Pretomanid Pregnancy and Breastfeeding Warnings

Medically reviewed by Drugs.com. Last updated on Nov 25, 2024.

Pretomanid Pregnancy Warnings

This drug should be used during pregnancy only if the benefit outweighs the risk to the fetus.

US FDA pregnancy category: Not assigned

Risk summary: No data are available on the use of this drug in pregnant women to inform a drug-related risk.

Comments:
-The manufacturer product information for bedaquiline and linezolid should be consulted; the pregnancy information for these drugs also applies to this combination regimen.

Animal studies have failed to reveal evidence of embryofetal toxicity but have revealed evidence of increased postimplantation loss at maternotoxic doses. Increased postimplantation loss was observed in rats with maternal toxicity (including reduced body weight and feed consumption) at oral doses of 100 mg/kg/day (about 4 times the human exposure for a 200 mg dose based on AUC); no adverse embryofetal effects were observed in rats or rabbits at doses up to about 2 times the human exposure. There are no controlled data in human pregnancy.

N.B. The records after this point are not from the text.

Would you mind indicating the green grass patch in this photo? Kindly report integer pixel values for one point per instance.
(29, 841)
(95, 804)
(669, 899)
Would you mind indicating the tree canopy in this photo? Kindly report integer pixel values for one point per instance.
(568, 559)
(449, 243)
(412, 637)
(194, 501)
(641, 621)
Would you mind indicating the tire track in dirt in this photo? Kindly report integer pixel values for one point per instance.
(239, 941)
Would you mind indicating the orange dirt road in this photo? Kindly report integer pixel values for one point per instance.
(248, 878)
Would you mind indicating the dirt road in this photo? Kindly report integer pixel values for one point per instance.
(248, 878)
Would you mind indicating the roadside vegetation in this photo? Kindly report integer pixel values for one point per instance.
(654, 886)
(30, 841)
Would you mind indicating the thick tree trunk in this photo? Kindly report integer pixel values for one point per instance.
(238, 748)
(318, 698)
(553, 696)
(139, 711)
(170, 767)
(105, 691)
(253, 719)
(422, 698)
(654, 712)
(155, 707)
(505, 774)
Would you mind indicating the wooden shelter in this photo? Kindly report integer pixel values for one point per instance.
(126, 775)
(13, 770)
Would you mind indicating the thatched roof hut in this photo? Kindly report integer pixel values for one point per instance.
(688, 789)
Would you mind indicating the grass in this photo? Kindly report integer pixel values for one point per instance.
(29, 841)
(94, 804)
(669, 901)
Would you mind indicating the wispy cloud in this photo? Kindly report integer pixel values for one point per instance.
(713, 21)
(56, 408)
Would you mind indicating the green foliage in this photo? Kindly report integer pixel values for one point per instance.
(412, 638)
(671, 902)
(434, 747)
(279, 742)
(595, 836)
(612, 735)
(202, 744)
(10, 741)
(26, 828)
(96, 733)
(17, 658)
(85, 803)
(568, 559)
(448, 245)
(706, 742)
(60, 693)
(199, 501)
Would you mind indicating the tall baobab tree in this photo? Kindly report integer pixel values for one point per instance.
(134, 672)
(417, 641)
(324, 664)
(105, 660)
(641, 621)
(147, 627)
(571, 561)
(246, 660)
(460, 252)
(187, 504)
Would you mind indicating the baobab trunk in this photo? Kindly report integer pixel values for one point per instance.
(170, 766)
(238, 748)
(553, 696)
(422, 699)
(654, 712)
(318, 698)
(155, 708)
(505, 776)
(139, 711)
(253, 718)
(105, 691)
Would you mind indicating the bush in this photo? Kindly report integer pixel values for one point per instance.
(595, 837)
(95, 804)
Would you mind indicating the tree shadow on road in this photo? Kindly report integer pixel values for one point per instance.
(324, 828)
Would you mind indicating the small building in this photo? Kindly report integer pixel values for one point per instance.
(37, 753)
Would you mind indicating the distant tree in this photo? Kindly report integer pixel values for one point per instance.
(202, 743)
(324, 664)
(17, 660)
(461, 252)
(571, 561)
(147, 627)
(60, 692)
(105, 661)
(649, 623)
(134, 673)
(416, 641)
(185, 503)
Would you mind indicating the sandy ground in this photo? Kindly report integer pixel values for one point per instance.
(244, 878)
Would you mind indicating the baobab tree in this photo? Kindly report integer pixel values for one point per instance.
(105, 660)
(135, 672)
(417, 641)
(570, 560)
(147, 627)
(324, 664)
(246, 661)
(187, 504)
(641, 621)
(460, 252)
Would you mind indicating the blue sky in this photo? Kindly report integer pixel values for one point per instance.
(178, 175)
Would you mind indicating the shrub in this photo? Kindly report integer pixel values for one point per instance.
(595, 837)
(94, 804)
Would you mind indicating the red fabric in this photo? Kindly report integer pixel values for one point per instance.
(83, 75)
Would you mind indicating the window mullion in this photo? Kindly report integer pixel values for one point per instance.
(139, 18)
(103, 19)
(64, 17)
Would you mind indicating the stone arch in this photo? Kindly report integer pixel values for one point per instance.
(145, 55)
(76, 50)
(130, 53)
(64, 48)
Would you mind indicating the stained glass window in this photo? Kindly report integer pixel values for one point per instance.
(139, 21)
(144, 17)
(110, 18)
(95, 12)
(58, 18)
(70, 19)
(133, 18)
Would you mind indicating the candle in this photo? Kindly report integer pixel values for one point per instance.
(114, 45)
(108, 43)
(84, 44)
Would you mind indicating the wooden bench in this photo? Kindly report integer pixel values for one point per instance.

Reduced fertility and/or testicular toxicity were observed in male rats and mice after oral dosing of this drug; such effects were associated with hormonal changes (including deceased serum inhibin B, increased serum follicle stimulating hormone, increased luteinizing hormone) in rodents. Reduced fertility and testicular toxicity could not be definitively ruled out in male humans at this time.

Active tuberculosis during pregnancy is associated with adverse maternal and neonatal outcomes (including maternal anemia, caesarean delivery, preterm birth, low birth weight, birth asphyxia, perinatal infant death).

US FDA pregnancy category Not Assigned: The US FDA has amended the pregnancy labeling rule for prescription drug products to require labeling that includes a summary of risk, a discussion of the data supporting that summary, and relevant information to help health care providers make prescribing decisions and counsel women about the use of drugs during pregnancy. Pregnancy categories A, B, C, D, and X are being phased out.

See references

Pretomanid Breastfeeding Warnings

If this drug is required by the mother, it is not a reason to discontinue breastfeeding; however, until more data are available, an alternate agent may be preferred, particularly while breastfeeding newborn or preterm infants.
-According to some authorities: A decision should be made to discontinue breastfeeding or discontinue the drug, taking into account the importance of the drug to the mother and the benefit of breastfeeding for the child.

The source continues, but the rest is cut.